Iranian foreign minister to Trump: Targeting cultural sites is a war crime

Iran’s foreign minister, Mohammad Javad Zarif, warned President Trump on Sunday that the president’s threat to target sites of cultural significance if Tehran retaliates for the killing of a top military leader in a U.S. drone strike would be a war crime.

“Having committed grave breaches of int’l law in Friday’s cowardly assassinations, @realdonaldtrump threatens to commit again new breaches of JUS COGENS,” Zarif tweeted, referencing the death of Gen. Qassem Soleimani, commander of the Iranian Quds Force, in Iraq. “Targeting cultural sites is a WAR CRIME.”
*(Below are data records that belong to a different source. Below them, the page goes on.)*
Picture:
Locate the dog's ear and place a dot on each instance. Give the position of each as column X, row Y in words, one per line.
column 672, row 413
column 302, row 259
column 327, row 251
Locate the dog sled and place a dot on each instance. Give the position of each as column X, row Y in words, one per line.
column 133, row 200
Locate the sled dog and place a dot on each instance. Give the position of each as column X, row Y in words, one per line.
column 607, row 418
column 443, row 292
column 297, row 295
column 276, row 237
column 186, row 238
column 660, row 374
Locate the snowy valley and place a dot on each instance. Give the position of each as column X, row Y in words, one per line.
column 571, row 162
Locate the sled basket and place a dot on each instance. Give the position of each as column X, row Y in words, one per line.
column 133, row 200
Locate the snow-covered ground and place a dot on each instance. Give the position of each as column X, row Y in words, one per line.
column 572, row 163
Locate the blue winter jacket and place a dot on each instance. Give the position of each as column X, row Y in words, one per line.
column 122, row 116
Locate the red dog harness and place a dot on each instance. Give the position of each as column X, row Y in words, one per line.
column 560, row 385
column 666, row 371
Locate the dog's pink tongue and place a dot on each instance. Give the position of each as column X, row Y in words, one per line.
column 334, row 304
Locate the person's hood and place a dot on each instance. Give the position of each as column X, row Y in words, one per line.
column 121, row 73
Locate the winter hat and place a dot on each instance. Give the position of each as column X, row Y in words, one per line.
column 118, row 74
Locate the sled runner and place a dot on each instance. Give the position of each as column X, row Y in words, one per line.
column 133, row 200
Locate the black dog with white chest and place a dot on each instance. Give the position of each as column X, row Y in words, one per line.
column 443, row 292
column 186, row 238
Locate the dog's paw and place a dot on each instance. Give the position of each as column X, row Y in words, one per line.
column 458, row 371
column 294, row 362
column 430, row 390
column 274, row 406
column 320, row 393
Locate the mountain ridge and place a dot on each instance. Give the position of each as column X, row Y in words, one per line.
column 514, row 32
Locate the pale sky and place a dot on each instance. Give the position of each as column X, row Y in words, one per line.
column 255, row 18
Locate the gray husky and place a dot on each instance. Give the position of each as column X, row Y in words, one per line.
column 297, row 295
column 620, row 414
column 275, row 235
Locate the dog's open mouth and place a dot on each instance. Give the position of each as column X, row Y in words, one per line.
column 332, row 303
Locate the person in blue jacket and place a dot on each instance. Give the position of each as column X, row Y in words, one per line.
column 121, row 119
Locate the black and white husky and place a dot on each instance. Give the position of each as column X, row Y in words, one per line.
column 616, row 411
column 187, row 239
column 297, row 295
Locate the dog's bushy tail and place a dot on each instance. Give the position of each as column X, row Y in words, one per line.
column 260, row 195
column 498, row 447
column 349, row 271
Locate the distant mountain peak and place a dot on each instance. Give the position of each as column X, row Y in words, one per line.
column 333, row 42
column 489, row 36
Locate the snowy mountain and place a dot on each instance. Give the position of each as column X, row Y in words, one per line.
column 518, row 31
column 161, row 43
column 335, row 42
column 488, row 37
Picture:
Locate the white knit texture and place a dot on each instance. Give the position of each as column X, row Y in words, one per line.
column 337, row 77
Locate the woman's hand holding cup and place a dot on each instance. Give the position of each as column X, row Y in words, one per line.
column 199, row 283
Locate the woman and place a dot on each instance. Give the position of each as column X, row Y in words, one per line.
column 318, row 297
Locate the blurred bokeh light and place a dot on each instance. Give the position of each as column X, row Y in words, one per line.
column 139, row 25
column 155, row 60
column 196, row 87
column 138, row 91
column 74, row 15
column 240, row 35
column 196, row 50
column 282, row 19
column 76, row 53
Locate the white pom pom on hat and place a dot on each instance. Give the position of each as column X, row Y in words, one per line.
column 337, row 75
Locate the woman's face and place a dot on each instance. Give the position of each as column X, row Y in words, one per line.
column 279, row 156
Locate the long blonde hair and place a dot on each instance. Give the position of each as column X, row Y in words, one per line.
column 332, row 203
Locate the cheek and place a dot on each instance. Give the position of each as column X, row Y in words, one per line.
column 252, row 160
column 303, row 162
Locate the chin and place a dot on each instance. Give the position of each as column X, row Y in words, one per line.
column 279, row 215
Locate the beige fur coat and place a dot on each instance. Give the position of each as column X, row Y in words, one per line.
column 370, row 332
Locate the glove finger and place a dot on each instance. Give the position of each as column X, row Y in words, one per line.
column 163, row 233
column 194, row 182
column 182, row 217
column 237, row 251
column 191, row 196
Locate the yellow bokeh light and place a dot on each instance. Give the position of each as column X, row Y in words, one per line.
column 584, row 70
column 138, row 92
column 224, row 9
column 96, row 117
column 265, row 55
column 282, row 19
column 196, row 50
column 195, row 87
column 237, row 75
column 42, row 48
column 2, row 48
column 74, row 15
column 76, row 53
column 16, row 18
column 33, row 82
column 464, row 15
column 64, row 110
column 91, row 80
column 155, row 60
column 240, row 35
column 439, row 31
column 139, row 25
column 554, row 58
“Those masquerading as diplomats and those who shamelessly sat to identify Iranian cultural & civilian targets should not even bother to open a law dictionary. Jus cogens refers to peremptory norms of international law, i.e. international red lines,” Zarif continued. “That is, a big(ly) ‘no no’.”

On Saturday night, Trump tweeted that if Iran struck any Americans or American assets, the U.S. had targeted 52 unidentified Iranian sites, representing the 52 hostages taken from the U.S. Embassy in Tehran in 1979.

Trump defended the drone strike Friday as “action … to stop a war,” while Secretary of State Mike Pompeo has referred to unspecified intelligence claiming Soleimani was planning an imminent attack. No evidence has been made public substantiating the claim.

Iran’s leaders, meanwhile, have vowed retaliation for the killing of Soleimani, with CNN reporting Sunday that a military advisor to Supreme Leader Ayatollah Ali Khamenei vowed a response “against military sites.”